UPDATE: Your spcaLA joined 37 other national and international animal and humane welfare organizations to urge California Governor Gavin Newsom and State Surgeon General Nadine Burke Harris to ban the sale and importation of wildlife and non-native species for human consumption in the state.
Last week, spcaLA joined 68 members of the United States Congress
in calling on the Director Generals of the World Health Organization and other
global organizations to take aggressive actions for a global shut down of live
wildlife markets. In California, industries exploiting and trafficking
wildlife as commodities for live food markets pose just as much a threat to
public health and safety as do other wildlife farms and markets around the
world.
As a member of PawPAC, a statewide committee that advocates for
all nonhumans and their environment, to encourage transparency in the
California State Legislature, spcaLA has engaged with California policy makers
since 1993 on live food market issues in the state regarding the humane
treatment of animals and the basis of health. Among other things, selling wild
animals for consumption, creates higher potential for zoonotic disease
transmission. It is believed that the 2003 SARS outbreak originated in this manner
and may be the source of COVID-19.
Members of the public are urged to contact their
U.S. Representatives and Senators and demand that action be taken. These
practices are not only inhumane but are a threat to the safety and well-being
of the community.
It seems that behind every pandemic there is a live animal market origin story. I bet many of you didn't know these markets, popular in Asia and in the news now, are alive and well in California, and, yes, in New York.

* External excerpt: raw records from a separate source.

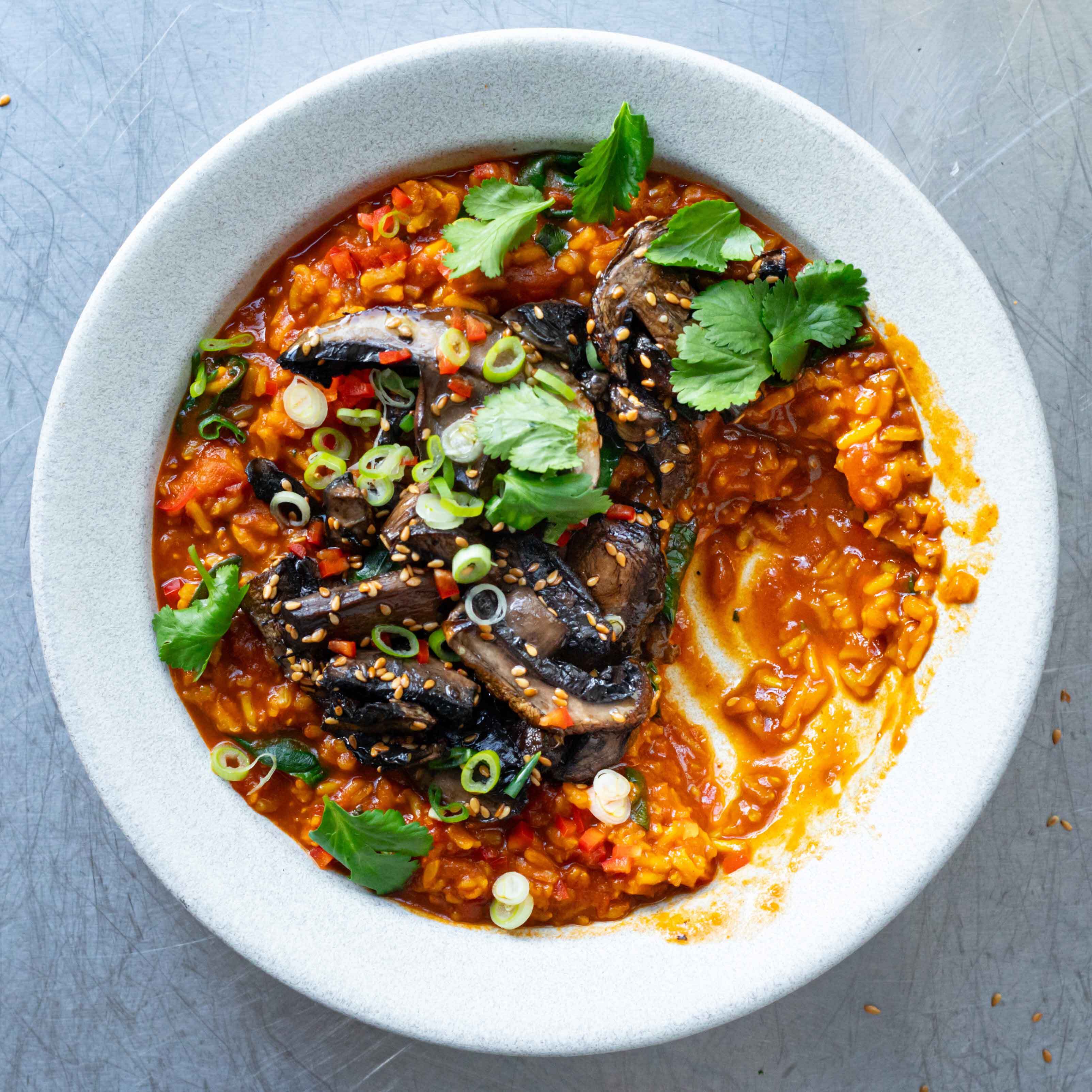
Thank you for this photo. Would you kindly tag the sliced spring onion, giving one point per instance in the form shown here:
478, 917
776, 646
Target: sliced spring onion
230, 762
213, 424
378, 492
455, 757
455, 348
463, 505
512, 918
492, 762
380, 641
305, 403
282, 505
496, 613
471, 564
461, 441
497, 373
456, 812
432, 465
431, 509
557, 386
385, 461
390, 390
332, 441
363, 419
323, 469
222, 344
512, 888
516, 785
441, 649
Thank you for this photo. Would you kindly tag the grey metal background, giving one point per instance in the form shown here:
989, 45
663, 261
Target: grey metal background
107, 983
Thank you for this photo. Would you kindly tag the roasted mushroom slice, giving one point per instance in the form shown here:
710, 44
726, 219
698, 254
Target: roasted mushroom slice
406, 533
659, 295
633, 593
349, 514
374, 694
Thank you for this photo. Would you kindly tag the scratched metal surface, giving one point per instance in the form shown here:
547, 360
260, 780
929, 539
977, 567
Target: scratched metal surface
107, 983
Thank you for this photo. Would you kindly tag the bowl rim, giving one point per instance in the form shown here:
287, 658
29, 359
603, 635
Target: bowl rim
555, 1035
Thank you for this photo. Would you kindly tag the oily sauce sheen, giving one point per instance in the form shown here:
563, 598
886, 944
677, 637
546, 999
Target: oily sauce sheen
824, 479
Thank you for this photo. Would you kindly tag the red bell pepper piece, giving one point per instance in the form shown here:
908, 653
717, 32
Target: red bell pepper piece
394, 355
446, 586
171, 590
173, 505
557, 719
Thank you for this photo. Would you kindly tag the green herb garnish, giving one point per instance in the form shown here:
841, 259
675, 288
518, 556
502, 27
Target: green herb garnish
505, 216
187, 637
525, 499
291, 756
706, 236
681, 543
377, 848
530, 428
611, 174
746, 332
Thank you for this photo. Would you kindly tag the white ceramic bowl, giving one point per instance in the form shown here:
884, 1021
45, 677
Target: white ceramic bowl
180, 275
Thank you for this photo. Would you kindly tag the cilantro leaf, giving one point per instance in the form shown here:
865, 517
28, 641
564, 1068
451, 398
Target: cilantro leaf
378, 848
732, 314
708, 376
532, 430
524, 500
505, 216
187, 637
705, 236
823, 305
611, 173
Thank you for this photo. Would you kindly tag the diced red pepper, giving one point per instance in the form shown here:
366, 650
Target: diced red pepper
446, 586
171, 590
557, 719
621, 861
394, 355
331, 562
342, 261
592, 839
172, 505
322, 858
520, 837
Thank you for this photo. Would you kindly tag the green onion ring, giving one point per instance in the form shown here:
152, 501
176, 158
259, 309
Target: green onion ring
222, 344
213, 424
363, 419
516, 785
342, 448
454, 348
439, 646
377, 640
433, 463
505, 372
471, 564
219, 762
492, 760
447, 813
323, 469
551, 381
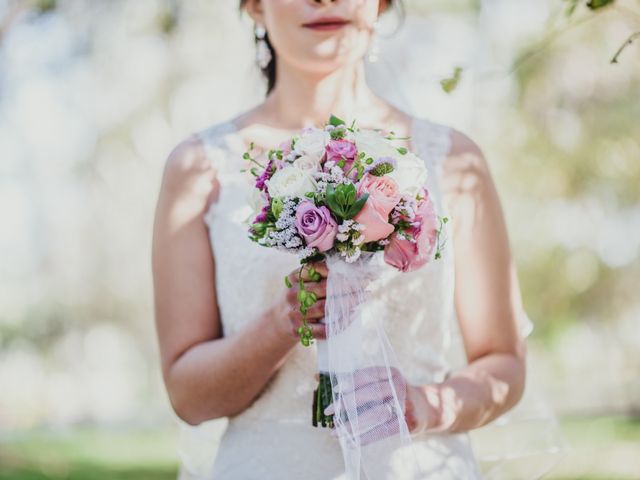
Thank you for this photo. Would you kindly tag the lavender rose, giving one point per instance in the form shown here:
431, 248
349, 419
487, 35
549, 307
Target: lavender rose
337, 150
316, 225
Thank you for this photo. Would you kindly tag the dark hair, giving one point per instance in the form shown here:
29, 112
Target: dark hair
270, 70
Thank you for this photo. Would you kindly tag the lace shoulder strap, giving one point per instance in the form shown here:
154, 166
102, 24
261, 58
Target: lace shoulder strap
433, 140
213, 141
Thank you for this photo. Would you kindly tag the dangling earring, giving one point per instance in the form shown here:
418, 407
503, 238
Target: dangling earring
374, 47
263, 53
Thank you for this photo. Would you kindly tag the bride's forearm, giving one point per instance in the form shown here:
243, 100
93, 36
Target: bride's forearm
222, 377
475, 395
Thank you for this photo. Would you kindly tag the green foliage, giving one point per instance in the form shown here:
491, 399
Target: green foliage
597, 4
335, 121
451, 83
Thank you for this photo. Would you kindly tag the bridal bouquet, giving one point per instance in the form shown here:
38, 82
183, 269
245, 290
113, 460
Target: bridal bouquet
341, 193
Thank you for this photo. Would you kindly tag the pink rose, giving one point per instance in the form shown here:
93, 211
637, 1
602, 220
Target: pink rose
337, 150
383, 197
316, 225
406, 255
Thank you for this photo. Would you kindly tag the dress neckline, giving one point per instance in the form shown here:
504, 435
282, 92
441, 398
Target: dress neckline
231, 128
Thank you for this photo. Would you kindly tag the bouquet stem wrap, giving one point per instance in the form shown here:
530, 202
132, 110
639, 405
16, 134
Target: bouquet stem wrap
358, 365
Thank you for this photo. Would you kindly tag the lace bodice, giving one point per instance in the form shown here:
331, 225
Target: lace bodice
416, 306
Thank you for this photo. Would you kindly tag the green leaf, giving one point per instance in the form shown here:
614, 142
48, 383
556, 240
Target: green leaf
276, 206
451, 83
335, 121
597, 4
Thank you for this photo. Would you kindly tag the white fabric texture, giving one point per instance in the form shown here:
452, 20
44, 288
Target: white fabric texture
273, 438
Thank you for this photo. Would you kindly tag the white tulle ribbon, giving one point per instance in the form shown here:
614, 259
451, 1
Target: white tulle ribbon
368, 390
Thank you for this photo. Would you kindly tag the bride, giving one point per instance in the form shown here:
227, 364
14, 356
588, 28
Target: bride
226, 321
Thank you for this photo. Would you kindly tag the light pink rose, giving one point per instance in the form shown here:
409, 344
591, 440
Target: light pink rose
316, 225
383, 197
406, 255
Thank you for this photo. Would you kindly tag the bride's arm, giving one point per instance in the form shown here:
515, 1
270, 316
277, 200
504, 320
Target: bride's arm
206, 375
487, 300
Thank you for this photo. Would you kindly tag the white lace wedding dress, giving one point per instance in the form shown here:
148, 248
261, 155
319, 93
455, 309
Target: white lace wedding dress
273, 438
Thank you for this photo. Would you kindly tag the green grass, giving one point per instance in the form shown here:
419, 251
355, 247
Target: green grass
89, 454
602, 448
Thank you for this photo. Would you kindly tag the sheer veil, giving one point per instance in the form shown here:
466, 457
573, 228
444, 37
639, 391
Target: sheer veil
407, 68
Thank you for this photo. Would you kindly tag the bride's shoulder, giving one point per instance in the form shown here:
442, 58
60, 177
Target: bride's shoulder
192, 154
457, 147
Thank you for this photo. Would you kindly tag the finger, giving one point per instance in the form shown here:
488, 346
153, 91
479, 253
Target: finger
321, 268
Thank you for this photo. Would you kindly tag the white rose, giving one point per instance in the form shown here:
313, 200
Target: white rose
307, 163
257, 200
290, 181
410, 173
312, 143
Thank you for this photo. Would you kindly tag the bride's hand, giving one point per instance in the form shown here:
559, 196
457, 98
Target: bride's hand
288, 315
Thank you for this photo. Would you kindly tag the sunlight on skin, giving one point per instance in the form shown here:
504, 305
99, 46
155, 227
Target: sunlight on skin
488, 304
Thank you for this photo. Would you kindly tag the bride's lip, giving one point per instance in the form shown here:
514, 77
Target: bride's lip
327, 23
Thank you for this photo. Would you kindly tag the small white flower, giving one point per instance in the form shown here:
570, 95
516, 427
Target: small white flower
290, 181
307, 163
312, 143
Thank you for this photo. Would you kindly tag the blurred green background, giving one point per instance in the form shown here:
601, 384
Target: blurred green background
94, 95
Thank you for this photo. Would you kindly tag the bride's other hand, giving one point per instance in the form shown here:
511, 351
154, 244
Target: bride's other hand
287, 313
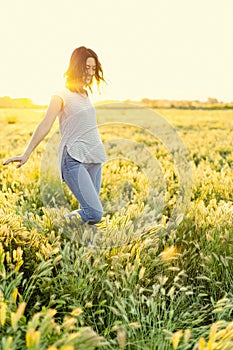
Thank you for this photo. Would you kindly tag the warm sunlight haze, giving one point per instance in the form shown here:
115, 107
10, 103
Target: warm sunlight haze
151, 49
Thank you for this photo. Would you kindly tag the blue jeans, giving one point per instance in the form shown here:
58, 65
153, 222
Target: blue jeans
84, 181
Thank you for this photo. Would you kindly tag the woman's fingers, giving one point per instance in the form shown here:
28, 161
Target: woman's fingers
20, 159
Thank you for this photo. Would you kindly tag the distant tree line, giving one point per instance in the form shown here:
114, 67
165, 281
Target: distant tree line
8, 102
210, 103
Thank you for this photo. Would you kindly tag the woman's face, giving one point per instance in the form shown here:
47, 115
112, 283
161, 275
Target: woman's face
90, 70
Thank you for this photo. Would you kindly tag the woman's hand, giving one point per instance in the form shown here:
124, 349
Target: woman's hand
21, 159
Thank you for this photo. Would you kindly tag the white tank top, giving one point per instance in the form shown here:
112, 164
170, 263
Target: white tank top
79, 129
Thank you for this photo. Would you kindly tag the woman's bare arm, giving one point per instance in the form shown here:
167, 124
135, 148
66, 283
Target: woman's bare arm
40, 132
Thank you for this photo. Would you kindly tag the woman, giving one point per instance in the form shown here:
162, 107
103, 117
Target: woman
81, 151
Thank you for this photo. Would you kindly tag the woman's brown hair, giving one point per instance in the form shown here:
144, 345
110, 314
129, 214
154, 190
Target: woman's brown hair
77, 70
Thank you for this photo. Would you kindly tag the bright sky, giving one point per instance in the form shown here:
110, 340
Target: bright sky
171, 49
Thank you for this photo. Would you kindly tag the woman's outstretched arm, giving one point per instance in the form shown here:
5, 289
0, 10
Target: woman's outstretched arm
40, 132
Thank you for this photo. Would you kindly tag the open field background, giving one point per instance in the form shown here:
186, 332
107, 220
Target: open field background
146, 282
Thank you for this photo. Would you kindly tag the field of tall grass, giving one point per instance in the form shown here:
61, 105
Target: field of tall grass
156, 273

These markets are places where animals, including but not limited to, poultry, livestock, bats, pangolins, turtles and frogs, are held alive, often in crowded conditions, slaughtered and sold to customers all in the same spaces. These spaces are virtual petri dishes of viruses which travel from species to species, (including humans), all around the world thereby exposing unsuspecting populations to new germs and diseases. So one theory of the origin of the corona virus was that it was pangolins that passed the virus from bats to humans. But, specifically, what is the origin story behind COVID-19, a kind of corona virus.
This short and to the point video on CNN, entitled "Virus Hunters", (about 7 minutes long) discusses this problem.
Your spcaLA is working with experts, legislators and others to try and shut these markets down in California and New York for the health of humankind. Of course there are animal cruelty issues involved, (your spcaLA was instrumental in securing legislation dealing with that a decade ago), and basic public health issues around slaughter and food chain concerns, but, today, as we are in the throes of a global pandemic, these markets need to finally close for the benefit of all of us.
The U.S. Congress is also working on a bipartisan bill to close these markets. But, there are also bills being introduced in California and New York which will probably resolve faster and spark a national trend.
Stay tuned for ways you can help.
I should have known about these markets in the US but I did not. I am also against stores such as Petsmart that sell animals of any kind. They continue to contribute to the horrible animal trade.